Benzene has been recognized as an environmental contaminant that can generate hematotoxicity and leukemogenicity [172,173,174]. Many studies have hypothesized that the conversion of benzene to reactive metabolites by hepatic enzymes, specifically CYP2E1, is a precondition for the cyto- and genotoxic effects of benzene exposure [175,176,177]. Hydroquinone, phenol, trans–trans muconic acid, and catechol are the principal benzene metabolites [178]. These phenolic metabolites work synergistically to increase benzene toxicity [179,180,181]. In terms of the mechanism of its toxicity and carcinogenicity, this process of multimetabolite genotoxicity is another distinguishing feature of benzene compared to other compounds. Thereafter, benzene metabolites undergo further activation by myeloperoxidase, which is abundant in bone marrow tissue.
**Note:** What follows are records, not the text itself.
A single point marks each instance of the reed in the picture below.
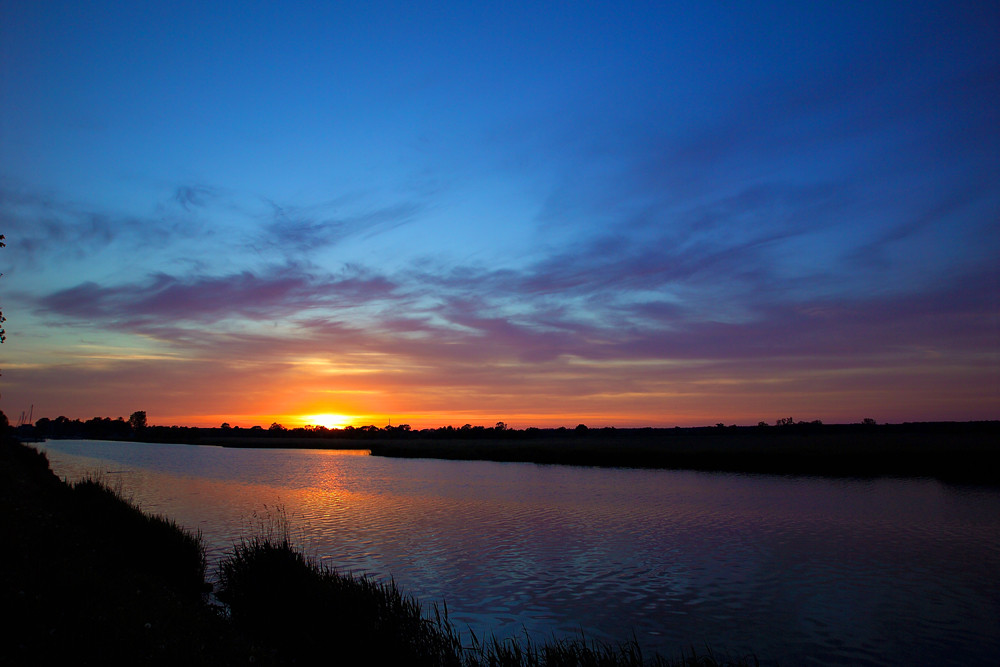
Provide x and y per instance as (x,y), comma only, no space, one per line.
(299,611)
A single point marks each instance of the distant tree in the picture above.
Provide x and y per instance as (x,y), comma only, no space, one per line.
(137,420)
(3,334)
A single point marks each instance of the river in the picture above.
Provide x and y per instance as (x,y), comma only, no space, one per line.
(797,570)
Inducing not only hemopoietic cellular damage [182,183,184] but also bone marrow stromal cell dysfunction [185].
Among the biochemical mechanisms abnormally elevated in malignancies, including acute myeloid leukemia, is the phosphoinositide 3-kinase-Akt-mammalian target of rapamycin route (PI3K-Akt-mTOR pathway) [186]. PI3K enzymes have crucial functions in cell metabolism, proliferation, and survival [187,188]. PI3K activation triggers pathways of signaling that stimulate cell differentiation, metabolism, migration, proliferation, and survival [189]. Ethanol-induced suppression of Akt phosphorylation and pharmacological modulation of Akt can result in CYP2E1-induced hepatic oxidative stress, which could be a viable treatment for ethanol-induced fatty liver [190,191]. Therefore, the effect of alcohol on CYP2E1 induction and the involvement of PI3K/Akt in guarding against the cytotoxicity of CYP2E1 suggest that CYP2E1 overexpression may reduce the expression of critical proteins in the PI3K signaling pathway [190,191].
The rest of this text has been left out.